Meat Loaf: Es ging um Liebe, es klang verzweifelt
Frankfurter Rundschau
Ein großer Musiker ist tot. Über eine Kindheit mit seinem grandiosen Album „Bat out of Hell“. Von Sandra Danicke
Meat Loaf kam über mich wie eine Naturgewalt. Was umso schwerer wiegt, als ich damals erst acht Jahre alt war. Mein Vater hatte eine Schallplatte mit nach Hause gebracht, sie war glühend orange, und im Zentrum befand sich ein Motorrad mit einem muskulösen Langhaarigen drauf, der den Oberkörper dramatisch zurückwarf. Das Gefährt schien direkt aus einem Grab emporzuschießen. Die Platte hieß „Bat out of Hell“. Das, was darauf zu hören war und seit jenem Tag bei uns rauf und runter lief - meiner Erinnerung nach ging das jahrelang so -, hatte mit dem, was ich bis dahin gehört hatte („In the Summertime“ von Mungo Jerry, „Love Hurts“ von Jim Capaldi) nicht das Geringste zu tun.

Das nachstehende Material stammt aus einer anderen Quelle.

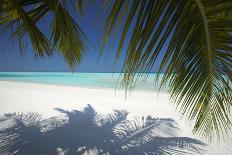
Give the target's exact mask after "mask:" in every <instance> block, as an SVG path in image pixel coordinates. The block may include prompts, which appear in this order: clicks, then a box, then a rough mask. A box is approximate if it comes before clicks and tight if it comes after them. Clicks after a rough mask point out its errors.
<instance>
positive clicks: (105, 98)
mask: <svg viewBox="0 0 232 155" xmlns="http://www.w3.org/2000/svg"><path fill="white" fill-rule="evenodd" d="M87 105H91V106H92V107H93V108H94V109H95V110H96V111H97V112H100V113H109V112H111V111H112V110H114V109H116V110H126V111H128V112H129V115H128V117H129V118H134V117H139V116H148V115H150V116H152V117H159V118H172V119H174V120H175V121H176V122H177V123H178V124H179V128H180V129H181V132H180V135H179V136H183V137H194V136H193V135H192V134H191V127H189V126H188V125H187V122H186V121H185V120H181V119H180V117H179V116H178V111H175V107H174V106H173V105H172V104H171V103H170V101H169V96H168V94H167V93H162V92H161V93H160V94H159V95H157V93H155V92H142V91H135V92H132V94H131V95H130V96H129V97H127V98H126V99H125V94H124V92H123V91H116V92H115V90H111V89H96V88H94V89H93V88H80V87H68V86H55V85H44V84H34V83H23V82H9V81H0V107H1V108H0V115H1V116H2V115H4V114H6V113H12V112H37V113H39V114H42V116H43V117H44V118H49V117H52V116H56V115H59V112H58V111H57V110H55V108H62V109H64V110H70V111H71V110H82V109H83V108H84V107H86V106H87ZM194 138H196V137H194ZM230 144H231V141H227V142H225V143H220V144H217V145H212V146H210V150H209V151H208V152H204V154H224V155H225V154H228V155H229V154H232V149H231V147H230Z"/></svg>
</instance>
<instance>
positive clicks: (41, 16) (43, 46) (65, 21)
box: [0, 0, 87, 69]
mask: <svg viewBox="0 0 232 155" xmlns="http://www.w3.org/2000/svg"><path fill="white" fill-rule="evenodd" d="M80 2H81V0H80V1H79V2H78V3H80ZM1 3H2V5H1V7H0V12H1V15H0V26H1V27H0V34H1V33H4V32H8V31H9V29H12V28H13V30H14V32H12V33H11V35H12V37H13V38H16V39H17V40H18V42H19V47H20V51H21V52H24V51H25V48H24V47H25V42H26V40H27V34H28V36H29V39H30V41H31V44H32V46H33V49H34V50H35V55H36V56H39V57H44V56H45V55H48V56H50V55H52V54H53V51H54V50H56V51H58V52H59V53H60V54H61V55H62V56H63V57H64V58H65V60H66V61H67V63H68V65H69V66H70V67H71V68H72V69H73V68H74V67H75V66H76V65H77V64H79V63H80V61H81V57H82V55H83V53H84V51H85V50H86V49H87V48H86V45H85V41H86V40H87V39H86V37H85V35H84V33H83V32H82V31H81V29H80V27H79V26H78V24H77V22H76V21H75V20H74V19H73V17H72V16H71V15H70V13H69V7H71V6H73V1H59V0H51V1H44V0H36V1H33V0H19V1H16V0H3V1H1ZM70 4H71V5H70ZM80 7H81V6H80ZM25 8H27V9H25ZM28 8H30V9H28ZM26 10H27V11H26ZM51 13H52V15H53V16H52V21H51V23H46V24H47V25H46V26H47V27H48V28H51V36H50V37H51V41H50V40H48V39H47V37H49V36H48V34H46V35H45V34H43V32H42V31H41V30H40V29H39V28H38V26H37V25H36V23H37V22H38V21H41V20H42V19H43V17H44V16H47V15H51ZM50 24H51V27H49V26H50Z"/></svg>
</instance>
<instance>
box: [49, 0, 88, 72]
mask: <svg viewBox="0 0 232 155" xmlns="http://www.w3.org/2000/svg"><path fill="white" fill-rule="evenodd" d="M51 2H52V1H51ZM53 3H54V4H53ZM53 3H52V4H51V7H52V10H53V13H54V17H53V20H52V25H51V29H52V35H51V40H52V42H53V46H54V48H56V49H57V50H58V51H59V52H60V53H61V54H62V55H63V56H64V58H65V59H66V61H67V63H68V64H69V66H70V67H72V68H73V67H75V65H76V64H79V63H80V61H81V57H82V54H83V51H84V50H86V46H85V43H84V40H85V39H86V38H85V36H84V34H83V32H82V31H81V30H80V28H79V26H78V25H77V23H76V22H75V21H74V20H73V18H72V17H71V16H70V15H69V13H68V12H67V11H66V9H65V8H64V6H63V5H61V4H60V3H59V2H58V1H57V0H54V1H53Z"/></svg>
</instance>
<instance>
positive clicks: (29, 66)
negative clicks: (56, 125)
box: [0, 4, 125, 72]
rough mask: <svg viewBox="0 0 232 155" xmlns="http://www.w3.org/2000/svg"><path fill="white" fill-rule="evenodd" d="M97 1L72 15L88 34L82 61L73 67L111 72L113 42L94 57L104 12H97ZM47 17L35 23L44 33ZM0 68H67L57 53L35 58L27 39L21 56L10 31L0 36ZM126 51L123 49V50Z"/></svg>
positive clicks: (40, 68) (95, 70) (88, 69)
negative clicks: (87, 40) (25, 48)
mask: <svg viewBox="0 0 232 155" xmlns="http://www.w3.org/2000/svg"><path fill="white" fill-rule="evenodd" d="M99 8H100V4H95V5H91V6H89V7H88V8H87V9H86V10H85V9H84V12H83V13H84V14H83V16H78V15H74V18H75V19H76V20H77V23H78V24H79V25H80V27H81V29H82V30H83V31H84V32H85V34H86V36H87V37H88V51H87V53H85V55H84V56H83V59H82V62H81V64H79V65H78V66H77V68H76V69H75V71H79V72H112V71H113V62H114V55H115V51H116V49H117V48H116V46H113V47H112V48H111V49H106V50H105V52H104V54H103V56H102V57H101V59H100V60H99V61H97V57H98V53H99V48H96V45H97V41H98V39H99V37H100V33H101V29H102V24H100V23H102V22H101V20H103V21H104V19H105V18H106V16H103V15H102V16H99ZM49 20H50V17H49V16H47V17H45V18H44V19H43V20H41V21H40V22H39V23H38V26H39V27H40V29H41V30H42V32H44V33H45V34H49V31H50V29H49V26H48V25H47V23H49ZM0 37H1V38H0V48H1V49H0V71H70V68H69V67H68V65H67V64H66V62H65V60H64V59H63V57H62V56H60V55H59V54H58V53H56V54H54V55H53V56H52V57H45V58H37V59H35V57H34V54H33V50H32V47H31V45H30V42H28V44H27V51H26V53H25V54H24V56H23V57H22V56H21V55H20V52H19V49H18V43H17V42H16V41H12V40H10V37H9V35H7V34H4V35H1V36H0ZM124 51H125V50H124ZM123 56H125V54H123V55H122V57H121V59H120V60H119V64H118V65H117V68H116V69H115V70H114V71H116V72H120V71H121V67H122V61H123Z"/></svg>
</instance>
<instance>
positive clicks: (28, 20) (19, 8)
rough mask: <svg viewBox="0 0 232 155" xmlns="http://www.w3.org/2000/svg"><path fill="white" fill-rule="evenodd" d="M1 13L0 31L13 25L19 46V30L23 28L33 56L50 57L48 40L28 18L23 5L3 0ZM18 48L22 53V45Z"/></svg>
mask: <svg viewBox="0 0 232 155" xmlns="http://www.w3.org/2000/svg"><path fill="white" fill-rule="evenodd" d="M1 11H2V13H1V17H0V24H1V25H2V27H3V28H1V31H7V29H8V28H11V27H13V26H14V25H15V26H16V32H17V33H15V34H14V35H16V37H17V38H18V39H19V43H20V44H21V43H22V42H21V41H22V40H23V36H22V31H21V29H22V27H23V28H24V30H26V32H27V34H28V36H29V38H30V40H31V43H32V46H33V49H34V50H35V55H37V56H44V55H45V54H46V55H51V46H50V43H49V40H48V39H47V38H46V36H45V35H44V34H43V33H42V32H41V31H40V30H39V28H38V27H37V26H36V24H35V23H34V21H33V20H32V19H31V18H30V16H29V14H28V13H27V12H26V11H25V9H24V5H23V4H22V3H21V2H20V1H16V0H3V1H2V7H1ZM4 25H5V26H4ZM20 47H21V48H20V50H21V51H23V50H24V49H23V48H22V45H20Z"/></svg>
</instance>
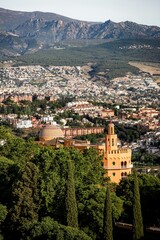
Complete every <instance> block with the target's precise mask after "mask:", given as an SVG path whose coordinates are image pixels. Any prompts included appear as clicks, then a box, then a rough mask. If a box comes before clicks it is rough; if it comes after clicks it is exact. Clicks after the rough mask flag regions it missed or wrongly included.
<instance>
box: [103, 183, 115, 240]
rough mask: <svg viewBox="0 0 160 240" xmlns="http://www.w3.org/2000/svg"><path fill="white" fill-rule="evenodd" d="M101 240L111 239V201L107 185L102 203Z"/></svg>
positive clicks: (112, 235) (111, 237) (112, 237)
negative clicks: (101, 227) (106, 187)
mask: <svg viewBox="0 0 160 240" xmlns="http://www.w3.org/2000/svg"><path fill="white" fill-rule="evenodd" d="M103 240H113V226H112V202H111V196H110V188H109V185H107V190H106V198H105V203H104V214H103Z"/></svg>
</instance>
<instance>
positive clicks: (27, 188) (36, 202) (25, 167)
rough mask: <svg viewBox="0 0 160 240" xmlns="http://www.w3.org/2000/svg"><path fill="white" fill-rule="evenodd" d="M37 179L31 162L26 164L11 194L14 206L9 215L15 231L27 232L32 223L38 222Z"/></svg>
mask: <svg viewBox="0 0 160 240" xmlns="http://www.w3.org/2000/svg"><path fill="white" fill-rule="evenodd" d="M38 178H39V169H38V168H37V167H36V166H35V164H34V163H32V162H28V163H26V166H25V168H24V170H23V173H22V177H21V179H20V180H18V182H17V184H16V185H15V187H14V189H13V193H12V194H13V204H14V205H13V207H12V209H11V212H10V213H11V220H12V222H13V223H14V224H15V226H16V228H17V230H22V231H25V230H28V229H29V227H30V225H31V224H32V222H34V221H37V220H38V210H39V204H40V199H39V191H38ZM22 233H24V232H22Z"/></svg>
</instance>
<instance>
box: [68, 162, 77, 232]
mask: <svg viewBox="0 0 160 240" xmlns="http://www.w3.org/2000/svg"><path fill="white" fill-rule="evenodd" d="M66 210H67V225H68V226H70V227H75V228H78V210H77V203H76V194H75V183H74V173H73V164H72V162H71V161H68V179H67V196H66Z"/></svg>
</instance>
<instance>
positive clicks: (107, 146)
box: [105, 123, 117, 152]
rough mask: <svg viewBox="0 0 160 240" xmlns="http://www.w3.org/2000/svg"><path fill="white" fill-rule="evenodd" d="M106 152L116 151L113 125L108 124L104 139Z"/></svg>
mask: <svg viewBox="0 0 160 240" xmlns="http://www.w3.org/2000/svg"><path fill="white" fill-rule="evenodd" d="M105 148H106V152H108V151H111V150H117V134H115V132H114V124H113V123H109V124H108V134H107V135H106V137H105Z"/></svg>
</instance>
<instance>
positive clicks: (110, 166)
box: [104, 164, 133, 170]
mask: <svg viewBox="0 0 160 240" xmlns="http://www.w3.org/2000/svg"><path fill="white" fill-rule="evenodd" d="M130 168H133V164H128V165H127V166H109V167H105V166H104V169H107V170H124V169H130Z"/></svg>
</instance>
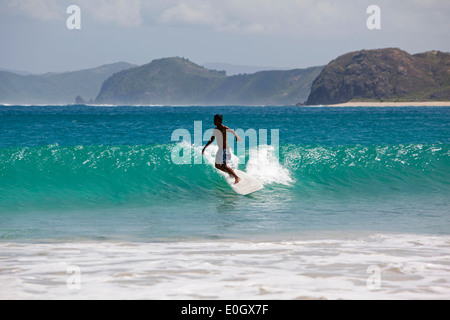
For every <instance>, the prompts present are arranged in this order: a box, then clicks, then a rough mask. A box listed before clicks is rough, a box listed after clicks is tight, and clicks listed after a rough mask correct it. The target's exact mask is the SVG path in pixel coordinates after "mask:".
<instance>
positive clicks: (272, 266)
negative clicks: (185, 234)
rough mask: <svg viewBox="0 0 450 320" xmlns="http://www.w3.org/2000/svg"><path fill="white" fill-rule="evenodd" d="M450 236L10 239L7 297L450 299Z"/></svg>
mask: <svg viewBox="0 0 450 320" xmlns="http://www.w3.org/2000/svg"><path fill="white" fill-rule="evenodd" d="M449 239H450V238H449V236H438V235H417V234H402V233H399V234H387V233H383V234H380V233H372V234H367V235H353V236H346V235H344V234H342V235H341V236H340V237H336V236H332V237H313V238H311V239H310V238H306V239H290V240H277V241H273V242H271V241H236V240H225V241H218V242H217V241H182V242H169V243H128V242H124V243H123V242H101V243H98V242H82V243H76V242H75V243H48V244H27V243H15V242H8V243H0V248H1V254H0V257H1V258H2V270H0V285H1V286H2V291H1V292H0V300H1V299H27V300H28V299H30V300H34V299H88V300H91V299H94V300H95V299H98V298H100V297H101V298H103V299H130V298H131V299H155V300H158V299H170V300H180V299H181V300H186V299H188V300H189V299H195V300H200V299H214V300H217V299H222V300H223V299H239V300H248V299H267V300H276V299H282V300H292V299H329V300H338V299H350V300H353V299H445V298H446V297H448V294H449V293H450V281H449V280H448V279H449V274H450V268H449V265H448V262H449V259H450V255H449V252H448V250H447V246H446V244H447V243H448V241H449ZM18 251H19V252H20V255H18V254H17V252H18ZM167 261H171V263H170V265H168V264H167Z"/></svg>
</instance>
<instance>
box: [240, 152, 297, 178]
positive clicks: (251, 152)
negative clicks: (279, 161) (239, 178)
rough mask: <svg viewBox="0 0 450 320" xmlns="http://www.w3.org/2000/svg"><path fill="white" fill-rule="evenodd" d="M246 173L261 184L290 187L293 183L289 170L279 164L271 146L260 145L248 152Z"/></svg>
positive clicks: (277, 157) (278, 160)
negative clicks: (273, 184) (251, 175)
mask: <svg viewBox="0 0 450 320" xmlns="http://www.w3.org/2000/svg"><path fill="white" fill-rule="evenodd" d="M246 171H247V173H248V174H250V175H252V176H254V177H255V178H257V179H258V180H259V181H260V182H261V183H262V184H272V183H278V184H284V185H290V184H291V183H292V182H293V180H292V178H291V177H290V173H289V170H288V169H286V168H284V167H283V166H282V165H281V164H280V162H279V160H278V157H277V156H276V154H275V148H274V147H273V146H267V145H261V146H259V147H258V148H255V149H252V150H250V152H249V159H248V162H247V167H246Z"/></svg>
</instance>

Hier wurde etwas mit einer Dringlichkeit vorgetragen, die zum Zuhören regelrecht nötigte. Aus dem Gesang sprach eine drängende, ungezügelte Energie, die offenbar unbedingt raus musste. Hier war jemand, der der Welt etwas mitteilen musste, ganz unbedingt. Es ging um Liebe, es klang verzweifelt. Eine Frau wurde angesungen, angefleht, sie sang mit einer gewissen Bestimmtheit zurück. Soviel verstand ich auch ohne Englischkenntnisse. Bezwingender als die Stimme war aber noch die Musik in ihrer volltönenden Opulenz.
Dass „Bat out of Hell“ wie ein Musical aufgebaut ist, konnte ich damals nicht wissen. Kindertheater ging schließlich ganz anders. Ich bemerkte jedoch, dass hier nicht - wie sonst üblich - ein Lied an das andere gereiht war, sondern eines auf das andere reagierte, dass alles mit allem zusammenhing. Die Songs waren wie ein Tsunami: Ruhige Passagen ballten sich zu etwas Drohendem, schoben sich übereinander, explodierten irgendwann in einem bizarren, hochemotionalen Finale. Es war unglaublich, ich tanzte im Schlafanzug, warf mich in Posen der Ekstase und war ergriffen wie noch nie.
Inzwischen ist es über 40 Jahre her, dass ich die Platte zuletzt gehört habe (obwohl sie längst in meinen Besitz übergegangen ist), aber ich weiß all das noch ganz genau, es hat sich in mein Gehirn gebrannt, und wenn zufällig eines der Lieder irgendwo läuft, bin ich noch heute gefesselt (was ich über Jim Capaldi und Mungo Jerry nicht sagen kann). Ich hasse Musicals, aber ich bin fest davon überzeugt, dass mich dieses Album auf eine seltsame Weise geprägt hat.
Dass der Sänger keineswegs dem muskulösen Kerl auf dem Cover ähnelte, habe ich damals auch ohne Internet erfahren. Und ich wusste auch früh, was Meat Loaf bedeutet: Hackbraten. Marvin Lee Aday, so der Geburtsname des Musikers, war wegen seines Übergewichts in der Schule so genannt worden, hieß es. Mir schien es unmöglich, dass er diese Art des Gesangs auch ohne seine Körperfülle hinbekommen hätte. Und ich fand es außerordentlich souverän, dass Meat Loaf diese Spottbezeichnung zu seinem Markenzeichen machte.